Add the wet and dry mixtures to the DIY velvet reupholstered fainting couch. Gently fold in the separated egg whites, and pipe two inches apart on a half-sheet pan, lined with gold leaf wallpaper. Bake at 350 until golden, and garnish with Flokati rug shavings.
And I'm just not that good. But to my delight and vibrating joy, the recipe is simple, small, quiet. What I love is that it requires only two whites (so you don't have fifty-four egg yolks hanging out for a month), no flour, and the adaptations I made were intuitive - meaning the recipe is forgiving and ends well even if you get lost.
But here is the secret: add more coconut than the initial recipe calls for. I added two firmly packed but heaping cups of coconut, and my changes are reflected below. Really tamp the stuff down, like you're insulating a house, and get all the coconut you can into each measure. Then add an extra Tablespoon. You'll have enough of the binder to get along, but what you're looking for is a lot of coconut suspended in a stiff shell of meringue. The cookies will hold together, stay compact and you'll pull tiny, sparkling domes kissed with tawny carmelization from the oven. These are not dense, eggy or moist. They're puffs of frost-kissed air, that melt on the tongue. I just grossed myself out. But forgive me, and this holiday season, make them, share them, eat them.
Adapted, just barely, from the late DOMINO magazine
2 egg whites, as close to room temperature as you can get them
½ cup granulated white sugar
¼ teaspoon fine salt
½ teaspoon vanilla extract
¼ teaspoon almond extract
2 FIRMLY packed cups of shredded, sweetened coconut + 1 Tablespoon more
Preheat your oven to 350F and line a half-sheet pan with parchment.

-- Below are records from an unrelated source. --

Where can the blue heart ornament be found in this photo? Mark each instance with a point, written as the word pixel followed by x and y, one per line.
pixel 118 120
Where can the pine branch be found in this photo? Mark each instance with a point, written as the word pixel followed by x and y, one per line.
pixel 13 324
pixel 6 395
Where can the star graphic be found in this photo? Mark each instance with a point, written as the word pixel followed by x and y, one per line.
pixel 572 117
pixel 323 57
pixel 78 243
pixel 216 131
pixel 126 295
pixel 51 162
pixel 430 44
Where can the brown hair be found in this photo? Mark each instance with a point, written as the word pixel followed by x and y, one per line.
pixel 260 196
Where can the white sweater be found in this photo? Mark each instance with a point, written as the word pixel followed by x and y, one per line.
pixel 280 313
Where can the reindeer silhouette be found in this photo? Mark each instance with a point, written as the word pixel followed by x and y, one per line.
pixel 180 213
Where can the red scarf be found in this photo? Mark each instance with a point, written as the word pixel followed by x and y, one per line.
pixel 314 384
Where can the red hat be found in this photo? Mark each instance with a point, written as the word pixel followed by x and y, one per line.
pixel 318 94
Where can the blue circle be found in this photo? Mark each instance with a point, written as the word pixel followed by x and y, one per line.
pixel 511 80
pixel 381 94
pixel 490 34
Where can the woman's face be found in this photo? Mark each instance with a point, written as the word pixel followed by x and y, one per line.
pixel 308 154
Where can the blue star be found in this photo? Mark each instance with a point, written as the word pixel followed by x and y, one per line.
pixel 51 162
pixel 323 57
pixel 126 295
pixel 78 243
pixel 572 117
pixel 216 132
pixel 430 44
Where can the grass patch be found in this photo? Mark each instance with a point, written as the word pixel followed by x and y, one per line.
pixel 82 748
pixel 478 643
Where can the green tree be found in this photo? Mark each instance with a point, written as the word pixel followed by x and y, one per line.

In a glass mixing bowl, begin whipping the egg whites and salt with a hand mixer (or stand, if you prefer) until foamy and just stiff. Add half of the sugar, and the almond and vanilla extracts. Continue mixing until glossy, firm peaks appear when you lift the beaters – you want this to resemble meringue.
Fold in the rest of the sugar and all of the coconut with a spatula, breaking up any lumps of coconut as you go – the goal is to coat each strand. With a small scoop or two spoons, form round balls, and drop on the pan. The original recipe promised 12, and it didn’t lie. But feel free to make yours smaller or larger, depending on your preferences.
Bake for exactly 14 minutes, checking after ten. You want them lightly golden. Remove from the oven, cool for 30 minutes and proceed to devour, dip in chocolate or store in an airtight container, between layers of parchment, until night comes.